Kuo Lien-ying

Kuo and Bing in Golden Gate ParkMy first teaches teacher was Kuo Lien-ying. He was born in Tibet, and move to Beijing as a small boy at the beginning of the 20th Century. He was one of the first Chinese martial artists to teach in the West, beginning in the 1960's.

He had a long life and there are lots of great stories about him. Everybody and there uncle tells stories about how beyond great their teacher's teacher was, so I'm not going to do that even though I think it's true.

He was a performer of Beijing Opera in his early days, playing the lead roll of Monkey King. He was also a serious contender in matched fights and as the story goes, he quit because people were sneaking up to him in the middle of crowds trying to get close enough to slice one of his tendons with a razor blade.

He studied baguazhang with the second generation. He also studied with Wang Shengzhai during his early days. After the war he fled with the Kuomintang. He taught Northern Shaolin, Yiquan, Xingyi, Guanping Yang Taijiquan, lots of weapons, a little Bagua, and one person learned a little monkey gongfu, but he has since forgotten it.

He work as a bodyguard in Shanghai, and had extraordinary skills with a rope dart. He kept the rope tied around his body and was capable of throwing it without the use of his hands. Several of his students have described being quickly tied up against their will. I ran into Kimo the other day, one of his students from 40 years ago, and he told the story of how he, Kuo and my teacher Bing Gong, were performing at the old Emporium in San Francisco, which had high cavernous ceilings with wooden beams. Apparently he laid his rope dart on the ground (the dart was made out of a piece of a tire iron) and then kicked it straight up in to one of the high beams, where it stuck.

It seems he taught less than half of what he knew.
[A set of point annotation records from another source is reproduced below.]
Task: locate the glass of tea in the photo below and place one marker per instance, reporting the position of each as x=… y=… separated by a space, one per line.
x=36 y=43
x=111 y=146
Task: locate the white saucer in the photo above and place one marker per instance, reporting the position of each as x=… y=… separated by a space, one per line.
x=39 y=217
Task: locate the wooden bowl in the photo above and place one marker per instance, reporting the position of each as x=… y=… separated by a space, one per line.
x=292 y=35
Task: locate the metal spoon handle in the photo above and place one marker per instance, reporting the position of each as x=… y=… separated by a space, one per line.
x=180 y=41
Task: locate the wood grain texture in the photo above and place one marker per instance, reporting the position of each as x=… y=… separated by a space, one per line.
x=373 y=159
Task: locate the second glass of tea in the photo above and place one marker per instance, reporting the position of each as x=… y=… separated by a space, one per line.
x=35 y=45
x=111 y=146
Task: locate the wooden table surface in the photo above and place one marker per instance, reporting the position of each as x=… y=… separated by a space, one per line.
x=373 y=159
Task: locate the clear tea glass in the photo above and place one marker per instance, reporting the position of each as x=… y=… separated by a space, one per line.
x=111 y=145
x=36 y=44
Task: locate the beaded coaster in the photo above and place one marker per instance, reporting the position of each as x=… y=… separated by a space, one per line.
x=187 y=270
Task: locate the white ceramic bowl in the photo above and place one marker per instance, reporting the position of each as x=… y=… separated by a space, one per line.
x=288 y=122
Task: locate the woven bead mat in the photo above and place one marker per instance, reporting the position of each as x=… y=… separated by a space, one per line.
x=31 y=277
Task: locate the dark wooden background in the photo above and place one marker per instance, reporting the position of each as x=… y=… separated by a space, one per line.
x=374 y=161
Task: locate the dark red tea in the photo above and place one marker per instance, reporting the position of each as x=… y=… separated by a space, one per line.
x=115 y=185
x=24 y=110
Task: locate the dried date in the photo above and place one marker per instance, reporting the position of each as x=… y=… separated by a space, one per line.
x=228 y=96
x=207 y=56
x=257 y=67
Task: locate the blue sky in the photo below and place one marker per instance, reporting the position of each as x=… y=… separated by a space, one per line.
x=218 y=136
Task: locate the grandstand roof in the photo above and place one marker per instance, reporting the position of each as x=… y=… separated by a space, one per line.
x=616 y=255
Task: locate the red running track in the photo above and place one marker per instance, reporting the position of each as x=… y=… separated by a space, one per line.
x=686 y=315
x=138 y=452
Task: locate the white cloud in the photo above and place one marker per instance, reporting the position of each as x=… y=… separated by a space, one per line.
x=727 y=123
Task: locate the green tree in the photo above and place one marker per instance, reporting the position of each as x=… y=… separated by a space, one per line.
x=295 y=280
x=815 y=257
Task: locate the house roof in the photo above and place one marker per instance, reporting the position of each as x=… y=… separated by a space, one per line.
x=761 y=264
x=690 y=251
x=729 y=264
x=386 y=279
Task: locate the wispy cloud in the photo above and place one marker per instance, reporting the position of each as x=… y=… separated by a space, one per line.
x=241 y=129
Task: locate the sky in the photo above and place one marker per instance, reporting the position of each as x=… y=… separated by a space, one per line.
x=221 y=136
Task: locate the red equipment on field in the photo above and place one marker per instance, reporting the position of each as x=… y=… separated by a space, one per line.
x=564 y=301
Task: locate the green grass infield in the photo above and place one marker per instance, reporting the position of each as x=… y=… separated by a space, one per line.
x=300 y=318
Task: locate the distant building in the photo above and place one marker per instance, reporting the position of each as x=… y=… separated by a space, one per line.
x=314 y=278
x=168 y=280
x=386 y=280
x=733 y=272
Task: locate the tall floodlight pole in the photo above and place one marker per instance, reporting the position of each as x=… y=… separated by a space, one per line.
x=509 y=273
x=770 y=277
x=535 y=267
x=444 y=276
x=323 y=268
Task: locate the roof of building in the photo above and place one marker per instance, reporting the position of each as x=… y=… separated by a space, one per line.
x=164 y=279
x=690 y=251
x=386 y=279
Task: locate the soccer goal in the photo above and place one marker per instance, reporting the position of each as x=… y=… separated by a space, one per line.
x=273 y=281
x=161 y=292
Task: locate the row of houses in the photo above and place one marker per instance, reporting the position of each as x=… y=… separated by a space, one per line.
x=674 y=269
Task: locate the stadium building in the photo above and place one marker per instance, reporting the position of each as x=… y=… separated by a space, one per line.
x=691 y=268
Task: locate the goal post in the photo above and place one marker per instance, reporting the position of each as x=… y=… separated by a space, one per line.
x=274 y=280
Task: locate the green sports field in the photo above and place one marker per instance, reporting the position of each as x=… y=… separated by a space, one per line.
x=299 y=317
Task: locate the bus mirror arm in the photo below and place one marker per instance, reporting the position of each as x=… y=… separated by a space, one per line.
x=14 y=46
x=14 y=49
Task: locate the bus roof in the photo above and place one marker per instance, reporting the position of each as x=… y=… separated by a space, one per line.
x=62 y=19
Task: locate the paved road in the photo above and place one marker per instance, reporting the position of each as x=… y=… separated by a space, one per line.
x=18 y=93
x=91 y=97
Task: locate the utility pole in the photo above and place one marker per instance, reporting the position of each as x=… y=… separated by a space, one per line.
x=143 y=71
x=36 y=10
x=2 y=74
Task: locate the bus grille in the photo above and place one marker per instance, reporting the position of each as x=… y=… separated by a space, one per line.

Why?

He clearly had something of the secrecy that verges on paranoia common to many "masters." When he began his studies it was still illegal to publish a book on martial arts; the Boxer Rebellion, the civil war in the 1880's, the collapse of an empire, these all may have played a part in his thinking.

But he was ahead of his time in deciding to teach Westerners, so he was also open to new ideas. It is possible that he simply felt he had no qualified students; that even his Chinese students had not even a glimpse of what it required to learn gongfu in his day.

If his students had been only interested in fighting he would have taught them even less.